Seniority: When layoffs are required, B4K believes that effectiveness as measured by the evaluation system should be the primary determinant of a teacher’s standing. This puts students’ interests first. After that, seniority should be considered. When transfers are sought, mutual consent of the teacher and principal should be required.If you've read the blog, you know the deal: as long as senior teachers make more than junior teachers, they will be targeted. This will lead to churn in the profession, which will cause it to stop being a "profession."

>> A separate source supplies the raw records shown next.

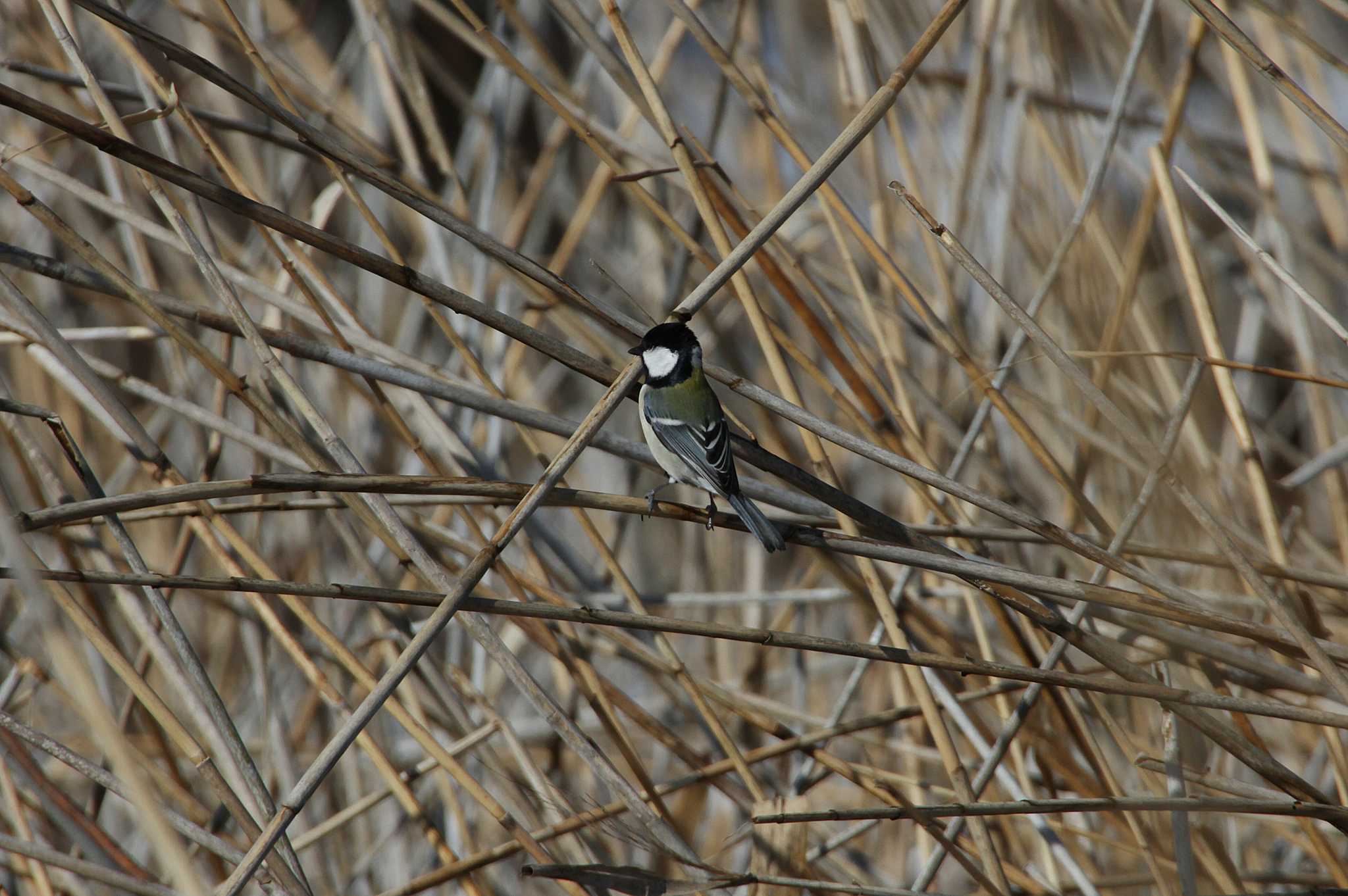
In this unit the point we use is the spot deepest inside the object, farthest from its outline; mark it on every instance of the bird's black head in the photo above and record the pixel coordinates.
(670, 352)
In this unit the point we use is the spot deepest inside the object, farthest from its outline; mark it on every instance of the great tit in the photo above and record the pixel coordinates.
(685, 428)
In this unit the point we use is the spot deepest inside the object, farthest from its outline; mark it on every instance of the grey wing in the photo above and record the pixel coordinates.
(704, 446)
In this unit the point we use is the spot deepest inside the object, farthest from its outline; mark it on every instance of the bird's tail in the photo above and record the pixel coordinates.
(760, 524)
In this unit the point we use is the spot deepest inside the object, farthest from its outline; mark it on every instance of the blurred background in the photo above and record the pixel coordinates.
(421, 239)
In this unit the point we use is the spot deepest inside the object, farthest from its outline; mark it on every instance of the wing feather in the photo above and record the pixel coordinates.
(704, 445)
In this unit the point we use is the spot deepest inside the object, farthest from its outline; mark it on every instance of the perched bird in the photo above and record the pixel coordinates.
(685, 428)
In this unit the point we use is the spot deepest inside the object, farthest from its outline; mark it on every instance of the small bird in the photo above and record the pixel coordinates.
(685, 428)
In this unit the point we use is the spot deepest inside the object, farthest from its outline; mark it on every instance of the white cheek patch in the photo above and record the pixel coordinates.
(660, 361)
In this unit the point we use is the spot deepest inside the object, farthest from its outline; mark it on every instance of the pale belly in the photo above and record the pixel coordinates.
(671, 462)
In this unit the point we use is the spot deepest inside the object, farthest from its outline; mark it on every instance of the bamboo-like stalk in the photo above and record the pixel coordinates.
(315, 316)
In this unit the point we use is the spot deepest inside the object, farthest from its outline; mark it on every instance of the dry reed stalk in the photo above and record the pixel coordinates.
(309, 349)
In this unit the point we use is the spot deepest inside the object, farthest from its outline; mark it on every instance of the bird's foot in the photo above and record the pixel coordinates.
(650, 499)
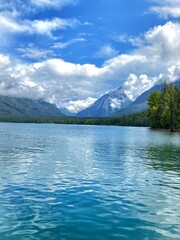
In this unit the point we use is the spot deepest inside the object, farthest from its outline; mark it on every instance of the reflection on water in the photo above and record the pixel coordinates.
(166, 157)
(88, 182)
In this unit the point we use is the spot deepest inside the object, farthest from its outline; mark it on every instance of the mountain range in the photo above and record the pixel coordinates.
(12, 106)
(106, 105)
(113, 103)
(140, 104)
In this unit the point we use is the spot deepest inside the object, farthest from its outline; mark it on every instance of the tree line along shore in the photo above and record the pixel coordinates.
(163, 113)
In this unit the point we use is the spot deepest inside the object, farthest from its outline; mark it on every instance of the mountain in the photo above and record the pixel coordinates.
(107, 104)
(140, 104)
(66, 112)
(12, 106)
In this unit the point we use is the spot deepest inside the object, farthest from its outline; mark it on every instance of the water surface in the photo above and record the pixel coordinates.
(88, 182)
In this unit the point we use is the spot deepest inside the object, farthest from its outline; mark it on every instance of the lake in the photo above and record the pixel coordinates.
(69, 182)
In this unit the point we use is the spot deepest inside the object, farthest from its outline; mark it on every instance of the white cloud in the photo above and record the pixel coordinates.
(43, 27)
(53, 4)
(166, 8)
(62, 45)
(77, 106)
(64, 83)
(33, 52)
(135, 85)
(106, 51)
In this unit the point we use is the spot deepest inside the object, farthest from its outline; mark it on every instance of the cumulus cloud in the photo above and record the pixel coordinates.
(106, 51)
(135, 85)
(62, 45)
(33, 52)
(69, 84)
(77, 106)
(166, 8)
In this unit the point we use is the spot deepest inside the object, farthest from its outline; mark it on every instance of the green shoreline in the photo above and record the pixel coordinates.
(138, 119)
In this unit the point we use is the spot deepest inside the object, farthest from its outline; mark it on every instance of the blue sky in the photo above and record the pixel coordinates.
(70, 52)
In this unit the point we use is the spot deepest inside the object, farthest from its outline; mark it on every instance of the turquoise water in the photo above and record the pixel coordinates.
(88, 182)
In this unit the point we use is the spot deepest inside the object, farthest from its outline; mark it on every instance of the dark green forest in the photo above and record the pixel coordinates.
(138, 119)
(164, 108)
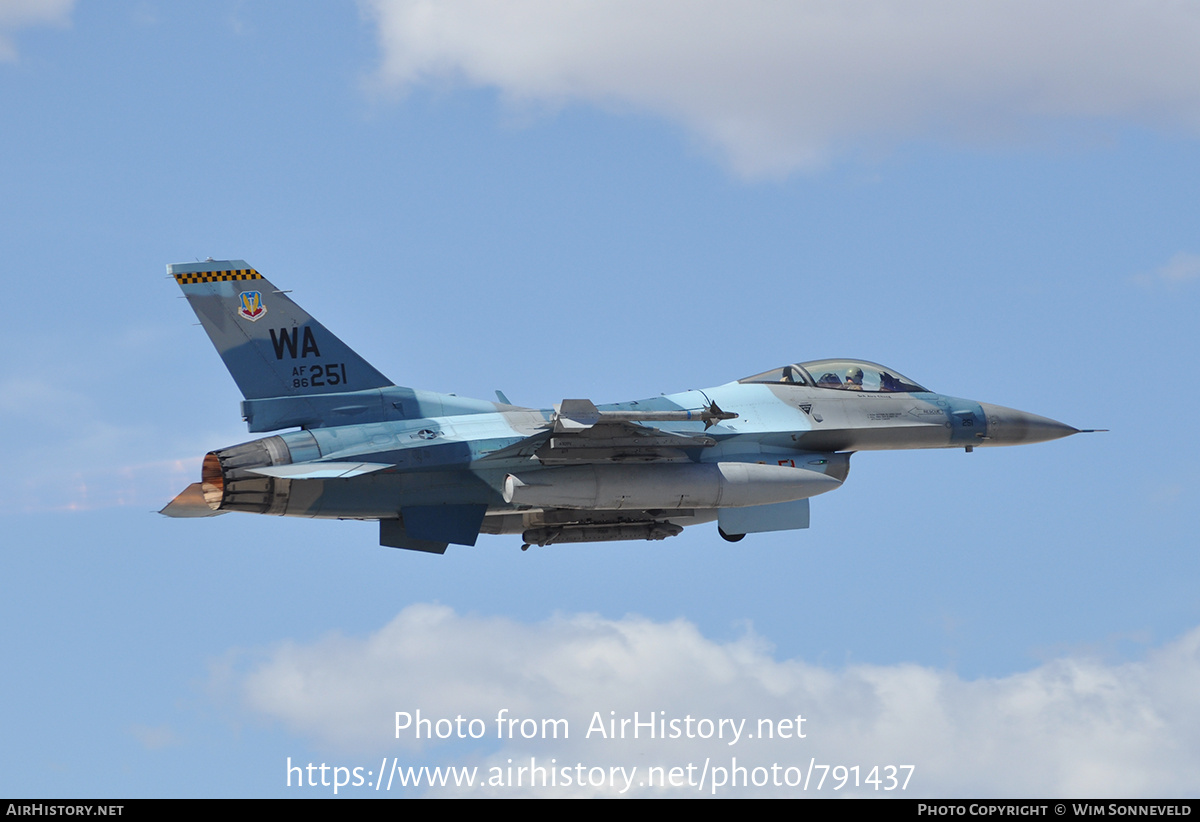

Aside from that: why are these people so obsessed with layoffs? One would think that, if they care so very much about the munchkins, they would be fighting tooth and nail against layoffs. Yet they blithely accept that more and more layoffs are in the future of our schools. Why?
Oh, yeah: that...
Wait a minute: where are the calls for vouchers? What about charter schools? Isn't that a big part of what B4K and SF want? Why isn't that here? Maybe these guys are realizing the public isn't buying it.
I actually take this op-ed as a positive sign. After hammering teachers, their unions, and public schools, these guys have figured out that the act is getting stale. Folks aren't buying the snake oil they're pitching anymore. So they're shifting with the winds that are blowing back against the corporate reformers.
See, if they can go back to their funders with something - anything! - that says "we won!" they'll be nice and secure in their reformy, think-tanky jobs:
So look for more "compromise" coming soon. But do yourself a favor: don't believe it for one second.